New Study Reveals Restful Sleep More Valuable than Longer Sleep

According to a new study, quality is more important than quantity when it comes to restful sleep. The study, exploring the relationship between insomnia and “objective assessments of sleep in the general population of older adults, reveals that seniors should focus more on quality of sleep than quantity of sleep in order to feel better rested.

The study involved more than 727 adults between the ages of 62 and 91 who were asked the following questions related to sleep.

  • How often do you feel rested upon waking?
  • How often do you have difficulty falling asleep?
  • How often do you wake up during the night?
  • How often do you wake up too early and find it difficult to or are unable to go back to sleep?

The actigraphy, which is a wristwatch-like device that monitors things like sleep patterns and movements, recorded the nighttime activities of each participant to facilitate comparisons.

The results to the questionnaires were then compared to results of three nights of actigraphy study.
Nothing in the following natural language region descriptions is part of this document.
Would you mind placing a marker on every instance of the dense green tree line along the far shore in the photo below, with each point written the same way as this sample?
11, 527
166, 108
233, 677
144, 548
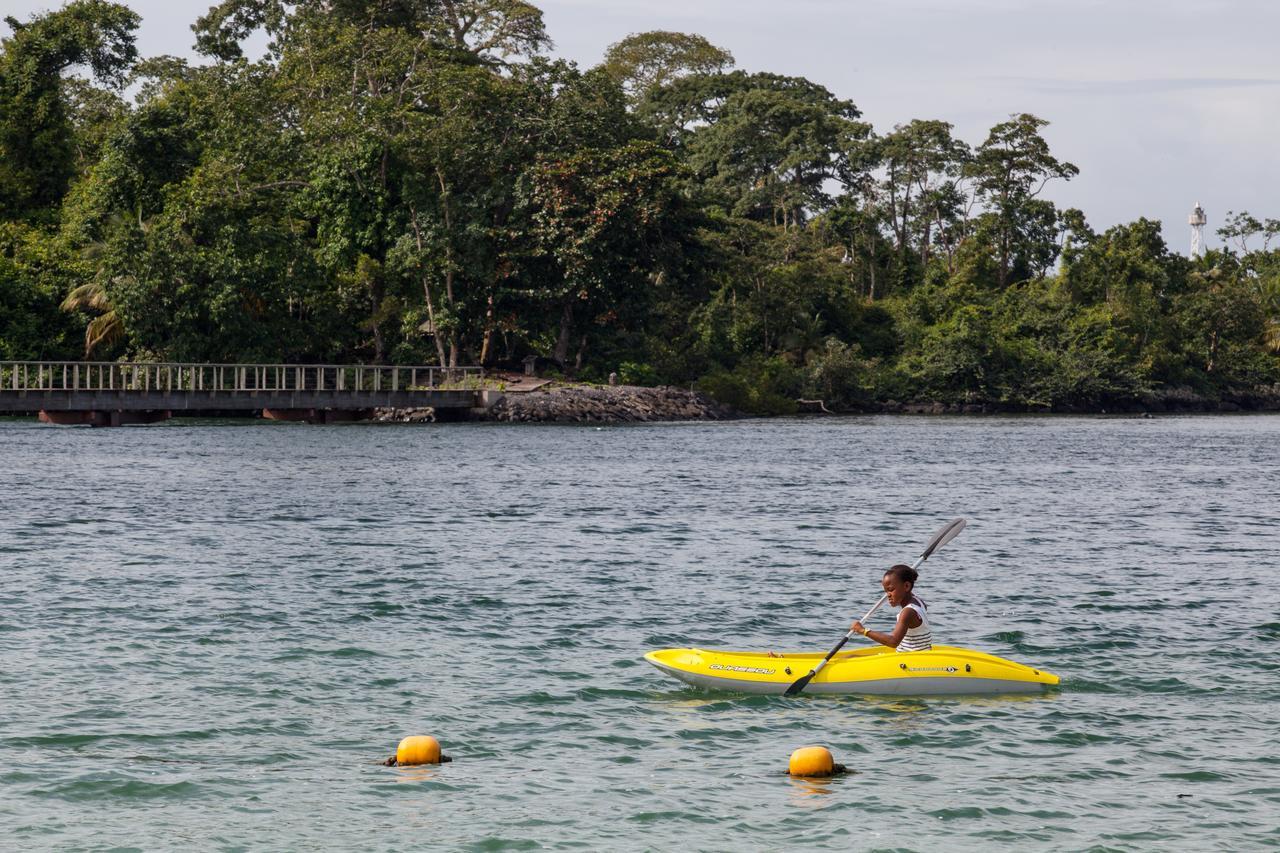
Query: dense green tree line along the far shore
418, 181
The results were also adjusted according to statistical analysis for race, gender, age, income, ethnicity, education, and assets.

Once the assessments were handled and adjustments made, the study determined that feeling rested had little to do with what the actigraphy defines as sleep characteristics.

One thing worth noting is that while many adults complained of insomnia as a recurring problem for themselves, NewsWise reports that these claims were not backed up by the results of the actigraphy, which reported they were getting an adequate amount of sleep, suggesting that perceptions of sleep were not always a clear indication of what’s actually going on.

Another interesting discovery from the study is that people who complained of waking frequently during the night actually made up the midnight wanderings by having more total sleep times than those who typically sleep through the night.

Why is Sleep so Important?

Psych Central reports that there is substantial correlation between restorative sleep, more specifically the lack thereof, and heart disease, falls, and diminishing cognitive and daytime functioning.

With nearly 30 percent of adults reporting some form of insomnia, it’s definitely a problem worth exploring.

Study results, though, show that perhaps the focus for older adults not feeling well rested may need to be shifted from concerns over the number of hours slept to things that impact the quality of sleep older adults are getting instead.

Linda Waite tells IBN Live, “Our findings suggest that reports of what seem like specific sleep problems from survey questions may be more accurately viewed as indicators of general problems or dissatisfaction with sleep that may be due to other issues in their lives affecting their overall well-being.”

The bottom line is that while the problem of sleep among the elderly may seem substantial, the data doesn’t really back up the idea that sleep itself, at least not the amount seniors are getting, is the real problem. Now it’s time to shift the focus to quality over quantity. One way to do that is to be sure seniors have a comfortable mattress to sleep on.